Leitsatz
Die Parteien waren getrennt lebende Eheleute. Die Klägerin nahm den Ehemann auf Zahlung von Trennungsunterhalt in Anspruch. Sie hatte während noch bestehender Ehe eine Beziehung zu einem neuen Partner aufgenommen, ihren Mann im Mai 2004 verlassen und war aus der ehelichen Wohnung ausgezogen. Unmittelbar im Anschluss daran zog sie in die Wohnung ihres neuen Partners ein und lebte seither mit ihm in eheähnlicher Gemeinschaft zusammen. Erstinstanzlich war der Ehemann für einen begrenzten Zeitraum zur Leistung von Trennungsunterhalt verurteilt worden. Beide Parteien legten gegen dieses Urteil Berufung ein. Die Berufung der Ehefrau war ohne Erfolg. Auf die Berufung des Ehemannes wurde die Klage insgesamt abgewiesen.
Sachverhalt
siehe Kurzzusammenfassung
Entscheidung
Das KG kam zu dem Ergebnis, die Ehefrau habe ihren Anspruch auf Trennungsunterhalt aus § 1361 Abs. 1 BGB verwirkt. Dies folge allerdings nicht allein daraus, dass sie ihrem Ehemann das Zusammenleben mit einem neuen Partner verschwiegen habe. Der Unterhaltsanspruch scheitere jedoch daran, dass sich die Klägerin schon während bestehender Ehe einem neuen Partner in einer Weise zugewandt habe, die ein offensichtlich schwerwiegendes, eindeutig bei ihr liegendes Fehlverhalten i.S.d. § 1579 Nr. 6 BGB begründe. Sie habe ihren Mann im Mai 2004 verlassen, sei aus der ehelichen Wohnung ausgezogen und im unmittelbaren Anschluss daran in die Wohnung ihres Freundes eingezogen, mit dem sie seither in ehelicher Gemeinschaft zusammenlebe. Wende sich ein Ehegatte in solcher Weise gegen den Willen seines Ehepartners einem anderen Partner zu, kehre er sich damit in einem Maße von seiner Ehe und dem Ehepartner ab, dass er, der sich von seinen eigenen ehelichen Bindungen distanziere und die dem anderen Ehegatten geschuldete Hilfe und Betreuung einem Dritten zuwende, nicht seinerseits den Ehepartner aus dessen ehelicher Mitverantwortlichkeit für sein wirtschaftliches Auskommen in Anspruch nehmen könne.
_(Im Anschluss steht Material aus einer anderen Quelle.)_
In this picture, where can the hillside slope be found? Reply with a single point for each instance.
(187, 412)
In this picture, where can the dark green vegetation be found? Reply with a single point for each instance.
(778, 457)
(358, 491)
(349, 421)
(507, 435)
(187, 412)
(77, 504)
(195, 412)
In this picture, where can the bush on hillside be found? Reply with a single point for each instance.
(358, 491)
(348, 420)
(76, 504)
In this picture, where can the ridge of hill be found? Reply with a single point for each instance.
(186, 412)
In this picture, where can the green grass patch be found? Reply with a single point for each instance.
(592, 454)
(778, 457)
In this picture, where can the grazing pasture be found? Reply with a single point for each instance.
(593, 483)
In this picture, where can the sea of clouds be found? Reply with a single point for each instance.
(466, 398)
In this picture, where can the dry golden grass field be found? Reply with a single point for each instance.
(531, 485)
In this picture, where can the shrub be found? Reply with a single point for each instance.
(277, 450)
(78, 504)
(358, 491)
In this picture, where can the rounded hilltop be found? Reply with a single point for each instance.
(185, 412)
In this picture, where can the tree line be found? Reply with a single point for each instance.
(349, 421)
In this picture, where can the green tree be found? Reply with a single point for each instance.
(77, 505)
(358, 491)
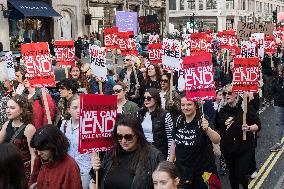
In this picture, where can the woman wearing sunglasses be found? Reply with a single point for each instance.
(131, 161)
(193, 135)
(237, 152)
(171, 105)
(157, 123)
(124, 106)
(153, 76)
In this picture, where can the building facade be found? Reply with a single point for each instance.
(219, 15)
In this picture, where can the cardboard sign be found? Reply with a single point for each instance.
(8, 59)
(98, 62)
(155, 53)
(110, 35)
(149, 24)
(65, 53)
(270, 45)
(245, 75)
(36, 57)
(127, 43)
(126, 21)
(228, 40)
(200, 43)
(258, 40)
(97, 120)
(245, 29)
(171, 57)
(248, 49)
(199, 77)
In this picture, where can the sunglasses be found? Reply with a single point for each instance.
(227, 93)
(116, 91)
(148, 98)
(127, 137)
(126, 59)
(164, 81)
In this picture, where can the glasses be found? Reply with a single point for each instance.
(164, 81)
(148, 98)
(126, 59)
(116, 91)
(227, 93)
(127, 137)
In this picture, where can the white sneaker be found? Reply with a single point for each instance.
(254, 175)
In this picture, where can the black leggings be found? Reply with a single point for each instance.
(238, 166)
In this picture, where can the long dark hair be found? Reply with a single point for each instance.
(25, 105)
(156, 96)
(51, 138)
(12, 171)
(142, 147)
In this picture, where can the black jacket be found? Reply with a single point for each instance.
(140, 180)
(232, 142)
(278, 91)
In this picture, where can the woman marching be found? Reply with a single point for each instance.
(18, 130)
(193, 135)
(237, 152)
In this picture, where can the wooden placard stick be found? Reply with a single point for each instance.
(43, 93)
(245, 108)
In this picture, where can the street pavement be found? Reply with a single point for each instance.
(270, 165)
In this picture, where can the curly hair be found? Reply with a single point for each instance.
(27, 113)
(51, 138)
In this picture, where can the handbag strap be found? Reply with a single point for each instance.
(17, 133)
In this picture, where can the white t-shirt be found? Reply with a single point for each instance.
(147, 127)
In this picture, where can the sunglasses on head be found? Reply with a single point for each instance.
(116, 91)
(148, 98)
(164, 81)
(227, 93)
(127, 137)
(126, 59)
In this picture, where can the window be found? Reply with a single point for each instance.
(211, 4)
(191, 4)
(173, 5)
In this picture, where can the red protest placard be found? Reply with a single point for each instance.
(155, 53)
(110, 35)
(245, 75)
(270, 45)
(228, 40)
(200, 43)
(199, 77)
(36, 57)
(65, 53)
(126, 43)
(97, 120)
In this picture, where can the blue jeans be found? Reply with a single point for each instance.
(279, 126)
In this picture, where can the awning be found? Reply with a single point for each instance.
(34, 8)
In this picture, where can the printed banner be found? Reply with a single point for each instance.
(8, 58)
(245, 29)
(155, 53)
(258, 40)
(171, 57)
(200, 43)
(199, 77)
(228, 40)
(127, 44)
(149, 24)
(110, 35)
(98, 62)
(36, 57)
(97, 120)
(126, 21)
(270, 45)
(245, 75)
(248, 49)
(65, 53)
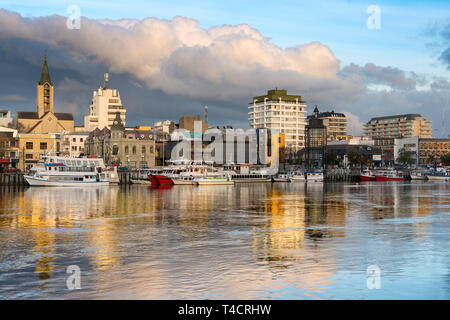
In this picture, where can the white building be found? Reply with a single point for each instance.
(104, 106)
(5, 118)
(73, 143)
(279, 111)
Eine solche Inanspruchnahme liefe dem Grundsatz der Gegenseitigkeit zuwider, der dem ehelichen Unterhaltsrecht zugrunde liege. Deshalb schaffe diese Abkehr des Ehegatten von der Ehe in aller Regel einen Verwirkungsgrund i.S.d. § 1579 Nr. 6 BGB, der dazu führen, dass die Inanspruchnahme des anderen Ehegatten grob unbillig wäre (BGH v. 23.4.1980 - IVb ZR 527/80, MDR 1980, 741 = NJW 1980, 1686, 1687; BGH v. 17.2.1982 - IVb ZR 653/80, MDR 1982, 654 = NJW 1982, 1216; 1217 f.; BGH v. 28.3.1984 - IVb ZR 64/82, MDR 1984, 1010 = NJW 1984, 2358, 2359 f.). Dass die Ehefrau ihre Beziehung zu einem neuen Partner sogleich dem Ehemann offenbart haben wolle, stehe der Annahme eines einseitigen Ausbrechens aus der Ehe nicht entgegen. Der Verwirkungstatbestand wäre unter diesen Umständen nur dann nicht verwirklicht, wenn der Ehemann sich seinerseits von der Ehe mit der Klägerin bereits losgesagt hätte, weil es nur dann an der erforderlichen Einseitigkeit fehlen würde.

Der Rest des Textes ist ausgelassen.